Aus Anlaß dieses Beschwerdeverfahrens hat der VfGH beschlossen, von Amts wegen gemäß Art139 Abs1 B-VG ein Verfahren zur Prüfung der Gesetzmäßigkeit des §6 Abs1 der Geschäftsordnung für den Disziplinarrat, beschlossen von der Vollversammlung der Rechtsanwaltskammer am 21. Mai 1957, genehmigt mit Erlaß des Bundesministers für Justiz vom 2. Oktober 1957, Z 12.665-2/57, kundgemacht im Nachrichtenblatt der österreichischen Rechtsanwaltschaft, 19. Jahrgang, Heft 5, 1957, S 55 ff. (im folgenden: GO-DR 1957), einzuleiten (Beschluß B242/80-17 vom 1. Juli 1983).

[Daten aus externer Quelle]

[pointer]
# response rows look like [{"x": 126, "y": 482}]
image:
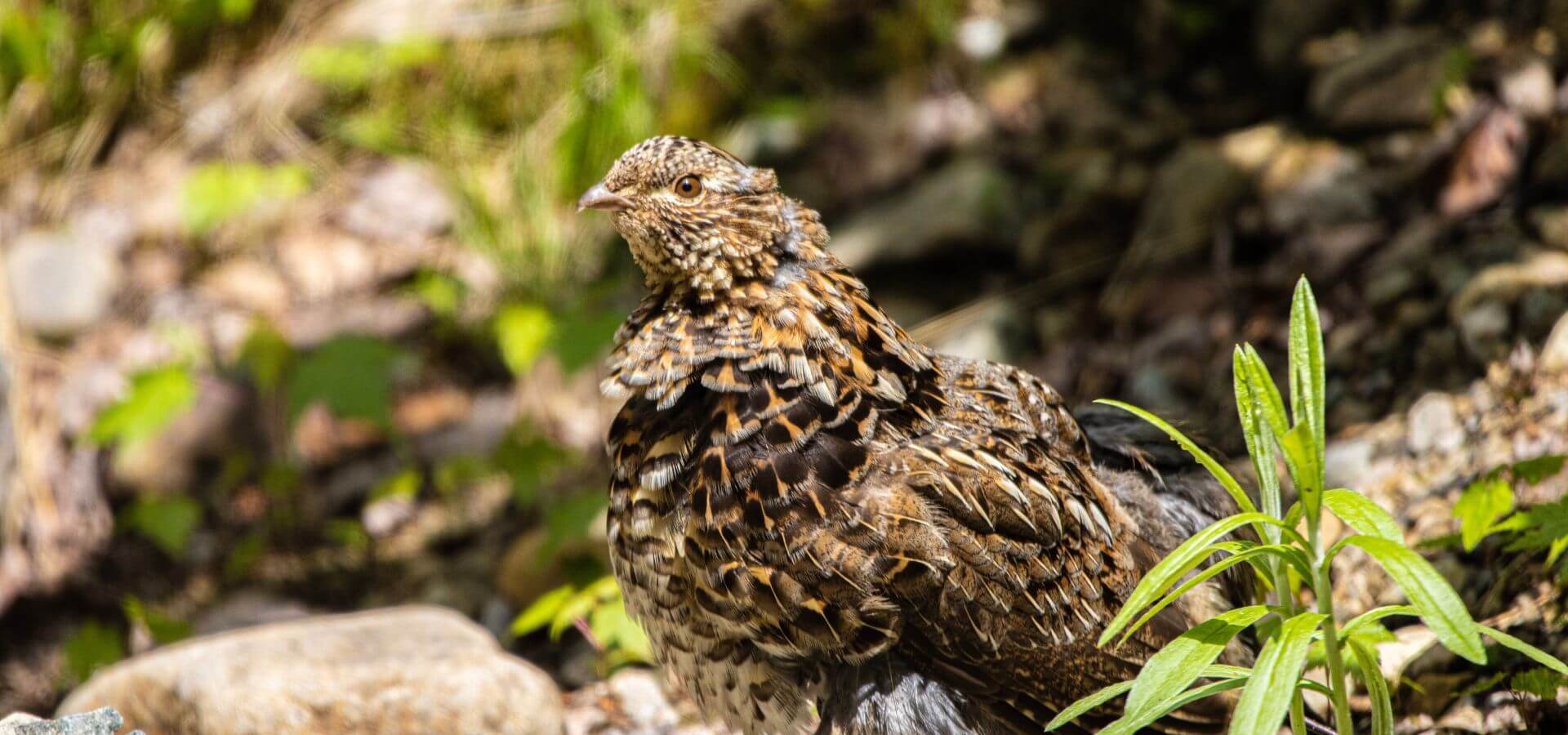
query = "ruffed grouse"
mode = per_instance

2. Der durch die Geschäftsordnung für den Disziplinarrat der Rechtsanwaltskammer für Wien, NÖ und Bgld. vom 14. Dezember 1982 (genehmigt mit Bescheid des Bundesministers für Justiz vom 14. März 1983, kundgemacht im Österreichischen Anwaltsblatt, 45. Jahrgang, Heft 5, 1983, S 244 ff.) aufgehobene §6 Abs1 GO-DR 1957 hat gelautet:
"(1) Bei beratenden Sitzungen hat der Disziplinarrat mit Einschluß des Vorsitzenden (§4) aus mindestens 5 Mitgliedern (Ersatzmännern) zu bestehen, es sei denn, daß vom Vorsitzenden verfügt wird, daß die Beschlußfassung über einen Gegenstand in einem mit Einschluß des Vorsitzenden aus mindestens 7 Mitgliedern (Ersatzmännern) bestehenden Senate erfolge. Es können mehrere Beratungssenate gebildet werden, welche je unter einem Vorsitzenden (§4) fungieren. Die Zusammensetzung der aus 5 bzw. 7 Mitgliedern (Ersatzmännern) bestehenden Senate erfolgt durch den Präsidenten oder dessen Stellvertreter. Den beratenden Sitzungen können auch die in der betreffenden Sitzung nicht stimmberechtigten Mitglieder (Ersatzmänner) des Disziplinarrates beiwohnen".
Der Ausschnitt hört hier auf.